All the pieces of Kaplan's articles have been talked about in the blogosphere. Bush's well-known "bubble" in which he resides with little connection to reality along with the incompetence of his administration are descriptions of the fantasies Kaplan discusses. Secretary of Defense Rumsfeld's clear incompetence in prosecuting the war in Iraq with too few troops and an expectation that simply removing Saddam would create an economic powerhouse and American-style democracy in the Heart of the Middle East showed the extent of the fantasy and its failure. Bremer's CPA was an extension of the failed fantasy.

The support of the Bush fantasy by the Republican Party has been unsurprising. It is part of the conservative ideology to live in a fantasy world. Unfortunately, the leaders of the Democratic Party have either bought into the fantasy or been intimidated so badly that they refuse to oppose that lack of reality. This, too, is well-known and widely discussed in the blogosphere. Oddly enough, recognition of the unreality and danger of the Bush and Republican conservative fantasy and failures is widely derided by the Washington D.C. media as being a "left-wing extremist" position.
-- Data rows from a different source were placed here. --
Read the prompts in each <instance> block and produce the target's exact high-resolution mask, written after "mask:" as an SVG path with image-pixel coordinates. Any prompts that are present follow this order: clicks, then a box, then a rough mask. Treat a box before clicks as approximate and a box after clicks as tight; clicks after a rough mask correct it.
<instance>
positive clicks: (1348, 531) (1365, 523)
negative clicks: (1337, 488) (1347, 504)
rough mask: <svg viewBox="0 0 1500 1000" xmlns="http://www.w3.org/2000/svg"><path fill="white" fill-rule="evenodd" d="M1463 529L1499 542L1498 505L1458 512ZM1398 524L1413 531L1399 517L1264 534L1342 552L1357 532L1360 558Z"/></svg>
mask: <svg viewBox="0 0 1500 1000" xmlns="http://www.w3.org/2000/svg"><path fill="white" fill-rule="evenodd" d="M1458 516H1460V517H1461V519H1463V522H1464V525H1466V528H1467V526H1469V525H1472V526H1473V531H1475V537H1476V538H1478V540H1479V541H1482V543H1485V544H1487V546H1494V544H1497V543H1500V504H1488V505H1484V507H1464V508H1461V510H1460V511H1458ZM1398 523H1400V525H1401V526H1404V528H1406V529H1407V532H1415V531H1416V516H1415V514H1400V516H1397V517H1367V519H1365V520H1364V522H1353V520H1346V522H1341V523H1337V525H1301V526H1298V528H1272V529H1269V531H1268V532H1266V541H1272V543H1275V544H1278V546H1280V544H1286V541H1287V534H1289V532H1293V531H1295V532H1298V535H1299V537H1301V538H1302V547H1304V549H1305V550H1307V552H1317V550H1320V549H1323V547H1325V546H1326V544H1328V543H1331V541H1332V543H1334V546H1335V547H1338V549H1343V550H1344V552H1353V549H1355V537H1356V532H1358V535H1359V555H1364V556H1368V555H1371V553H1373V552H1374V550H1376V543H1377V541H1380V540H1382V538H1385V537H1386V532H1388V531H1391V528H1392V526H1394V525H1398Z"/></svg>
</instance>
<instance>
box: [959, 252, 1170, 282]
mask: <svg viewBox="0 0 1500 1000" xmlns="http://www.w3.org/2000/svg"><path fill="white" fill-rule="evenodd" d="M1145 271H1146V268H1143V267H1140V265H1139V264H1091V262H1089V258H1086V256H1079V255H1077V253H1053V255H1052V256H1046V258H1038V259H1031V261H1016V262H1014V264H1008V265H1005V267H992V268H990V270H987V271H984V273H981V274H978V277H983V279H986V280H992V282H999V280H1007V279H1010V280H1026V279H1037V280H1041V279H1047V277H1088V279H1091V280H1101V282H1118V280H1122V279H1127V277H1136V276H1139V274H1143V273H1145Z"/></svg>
That shows how utterly out of touch the Washington D.C. media is when they consider demanding reality-based government policies to be an extremist position.

Kaplan pulls all of these disparate elements together and explains them as the result of the conservative fantasies which have so badly damaged America and a great deal of the rest of the world.

Kaplan's book, Daydream Believers: How a Few Grand Ideas Wrecked American Power, is badly needed. It should sit on the shelf of every good American right alongside David Cay Johnston's devastating exposé - Free Lunch: How the Wealthiest Americans Enrich Themselves at Government Expense (and Stick You with the Bill) -, of the right-wing economic fantasies which have been devastating the American economy and the American middle class.